The Dormitory of Whispers
The bus coughs to a stop at the edge of a campus that wears its winters like a heavy coat. Snow glitters along the ivy, and a tower clock tolls in a language only the wind seems to understand. I am told the school is ancient, that its walls remember students who never left the way they came in. What I do not know is that the dormitory—the oldest building on the grounds—holds a conversation with anyone who sleeps within its doors.
First Night in the Dormitory
My room is a square of pale wallpaper and a bed that sighs when I lie down. The air smells of old paper and something sweetly rotten, like a book that spent too long in a warm attic. At midnight, the floorboards creak with the patience of someone waiting for a turn to speak. A word slips past the thin seam of the door—soft, deliberate, almost pleased to be heard. I tell myself it is the wind. I tell myself to shut the window before the whispers decide to teach themselves how to sing in the darkness.
Signs the Dormitory Listens
- Doors that tremble a fraction before you reach them, as if startled by your presence.
- Names appearing in the dust where there should be nothing but quiet.
- A clock that ticks in the opposite direction for a heartbeat, then resumes its rhythm as if nothing happened.
- Letters pressed into the cold glass of the window, forming each night a new instruction you are certain you did not write.
During the second week, a chorus of voices returns to the corridors—murmurs that refuse to be dismissed as drafts or misremembered legends.

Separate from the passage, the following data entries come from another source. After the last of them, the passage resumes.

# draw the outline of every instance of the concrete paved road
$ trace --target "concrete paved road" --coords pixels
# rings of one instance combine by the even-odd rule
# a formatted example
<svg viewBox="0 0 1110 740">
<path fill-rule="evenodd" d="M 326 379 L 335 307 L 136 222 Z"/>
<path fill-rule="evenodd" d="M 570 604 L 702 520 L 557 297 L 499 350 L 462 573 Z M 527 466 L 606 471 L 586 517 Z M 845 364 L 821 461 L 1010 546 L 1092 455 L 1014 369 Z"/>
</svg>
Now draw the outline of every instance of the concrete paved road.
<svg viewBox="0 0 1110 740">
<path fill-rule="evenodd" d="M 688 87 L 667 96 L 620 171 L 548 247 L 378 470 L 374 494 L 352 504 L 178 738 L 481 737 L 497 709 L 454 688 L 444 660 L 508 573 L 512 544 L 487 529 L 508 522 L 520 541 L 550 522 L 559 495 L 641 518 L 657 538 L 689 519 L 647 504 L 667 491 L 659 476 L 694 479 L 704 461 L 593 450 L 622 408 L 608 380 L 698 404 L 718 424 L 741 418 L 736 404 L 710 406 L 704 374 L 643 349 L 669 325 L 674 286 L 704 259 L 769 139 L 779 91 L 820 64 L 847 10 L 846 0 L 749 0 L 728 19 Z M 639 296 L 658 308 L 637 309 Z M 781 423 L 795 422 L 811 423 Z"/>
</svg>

They imitate the cadence of teachers and the laughter of students who left long ago, yet the sound is not nostalgic; it carries a sting, as if the building is cataloging every mistake I might make. I begin to hear my own name in many accents, each one softer and more intimate than the last, until the floor beneath me seems to cradle a second self who already knows what I intend to do before I do it.
“Stay with us, and we will remember you when you are gone,” the whispers say, not loudly, but with the gravity of an oath sworn in a library of glass and frost.
One night I pry open the old wardrobe and discover a weathered ledger, pages filled with neat cursive that is not mine. It lists every occupant of my room since the school’s founding, with a single name scrawled at the bottom: mine. The ink is fresh, the handwriting mine at first glance, yet the paper carries the ache of someone who has learned to forget. It becomes clear: the Dormitory of Whispers does not wish to hide its secrets; it wishes to gather them, to claim them as part of its living memory.
Resolution or Relapse
When dawn returns, the whispers recede to a polite murmur, and the rooms settle into their familiar stiffness. The ledger remains, a testament to what has been taken and what has been offered in return. I pack my few belongings with deliberate care, as if preparing for a conversation I cannot win. The dormitory, patient and cold, does not demand violence; it simply asks for admission, one name at a time. And I realize, with a weight that tightens my chest, that some schools never truly teach you to leave. They teach you to listen, to remember, and to choose wisely what you become when the silence finally speaks back.